- Auteur Danielle Dufour-Verna
- Temps de lecture 13 min
Ève Ruggieri , “Un Festival Lacoste 2021 dans le souvenir de Cardin”
Ève Ruggieri est une productrice d’émissions de télévision, productrice d’émissions de radio, présidente de société et écrivain. C’est en sa qualité de Présidente du Festival de Lacoste, prestigieux festival d’art créé par Pierre Cardin que nous l’avons rencontrée.
À la rencontre d'Ève Ruggieri qui nous raconte l'Histoire du festival de Lacoste, sa programmation 2021 et l'essence même de la passion des hommes et des femmes qui participent à ce haut lieu de culture en plein coeur du Luberon.
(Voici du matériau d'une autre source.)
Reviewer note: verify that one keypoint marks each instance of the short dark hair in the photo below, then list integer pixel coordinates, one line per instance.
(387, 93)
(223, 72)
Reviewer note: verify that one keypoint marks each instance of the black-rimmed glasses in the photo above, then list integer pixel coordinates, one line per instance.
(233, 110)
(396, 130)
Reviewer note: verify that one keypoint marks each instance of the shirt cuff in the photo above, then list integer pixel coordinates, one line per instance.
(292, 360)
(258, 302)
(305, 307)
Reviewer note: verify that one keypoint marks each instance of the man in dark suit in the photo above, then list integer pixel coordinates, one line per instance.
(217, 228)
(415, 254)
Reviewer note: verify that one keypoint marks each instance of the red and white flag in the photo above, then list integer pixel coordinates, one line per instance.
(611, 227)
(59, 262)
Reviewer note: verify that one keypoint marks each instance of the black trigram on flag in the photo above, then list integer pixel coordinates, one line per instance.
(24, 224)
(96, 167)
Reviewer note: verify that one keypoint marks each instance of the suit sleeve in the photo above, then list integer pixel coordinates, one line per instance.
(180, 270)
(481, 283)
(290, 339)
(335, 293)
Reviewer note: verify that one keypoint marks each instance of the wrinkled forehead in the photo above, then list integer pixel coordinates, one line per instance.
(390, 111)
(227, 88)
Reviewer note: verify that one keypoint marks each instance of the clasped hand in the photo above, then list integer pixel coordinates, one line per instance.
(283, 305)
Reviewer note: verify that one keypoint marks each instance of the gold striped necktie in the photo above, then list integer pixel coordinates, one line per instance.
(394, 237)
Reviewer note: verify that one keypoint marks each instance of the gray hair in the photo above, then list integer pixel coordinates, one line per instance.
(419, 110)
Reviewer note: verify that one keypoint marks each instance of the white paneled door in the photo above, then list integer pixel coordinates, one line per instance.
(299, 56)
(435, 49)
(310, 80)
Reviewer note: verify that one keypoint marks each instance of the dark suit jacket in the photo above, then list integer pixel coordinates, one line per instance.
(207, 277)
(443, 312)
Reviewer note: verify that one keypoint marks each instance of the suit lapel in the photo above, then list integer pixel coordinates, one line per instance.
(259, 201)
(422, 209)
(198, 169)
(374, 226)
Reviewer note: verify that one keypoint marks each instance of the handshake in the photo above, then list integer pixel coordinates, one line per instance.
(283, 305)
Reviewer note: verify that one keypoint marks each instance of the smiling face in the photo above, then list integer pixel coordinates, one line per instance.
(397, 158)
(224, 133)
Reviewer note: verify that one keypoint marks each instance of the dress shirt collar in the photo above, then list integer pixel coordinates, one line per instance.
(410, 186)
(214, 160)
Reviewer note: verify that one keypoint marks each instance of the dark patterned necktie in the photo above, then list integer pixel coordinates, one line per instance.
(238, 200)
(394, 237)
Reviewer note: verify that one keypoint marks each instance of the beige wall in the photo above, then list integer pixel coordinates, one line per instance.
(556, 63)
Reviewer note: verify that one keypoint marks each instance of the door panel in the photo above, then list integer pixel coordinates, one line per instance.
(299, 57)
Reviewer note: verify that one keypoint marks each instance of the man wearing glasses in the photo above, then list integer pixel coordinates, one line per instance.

Interview d'Ève Ruggieri, présidente du Festival de Lacoste
Festival de musique, de danse, de théâtre, d'opéra et de cinéma au coeur du Luberon
Danielle Dufour-Verna/Projecteur tv - Vous êtes la Présidente du Festival de Lacoste qui est orphelin cette année parce que son créateur, Pierre Cardin, nous a quittés. Comment envisagez-vous le Festival cette année, marqué par l’absence de cette immense figure qu’était Pierre Cardin ?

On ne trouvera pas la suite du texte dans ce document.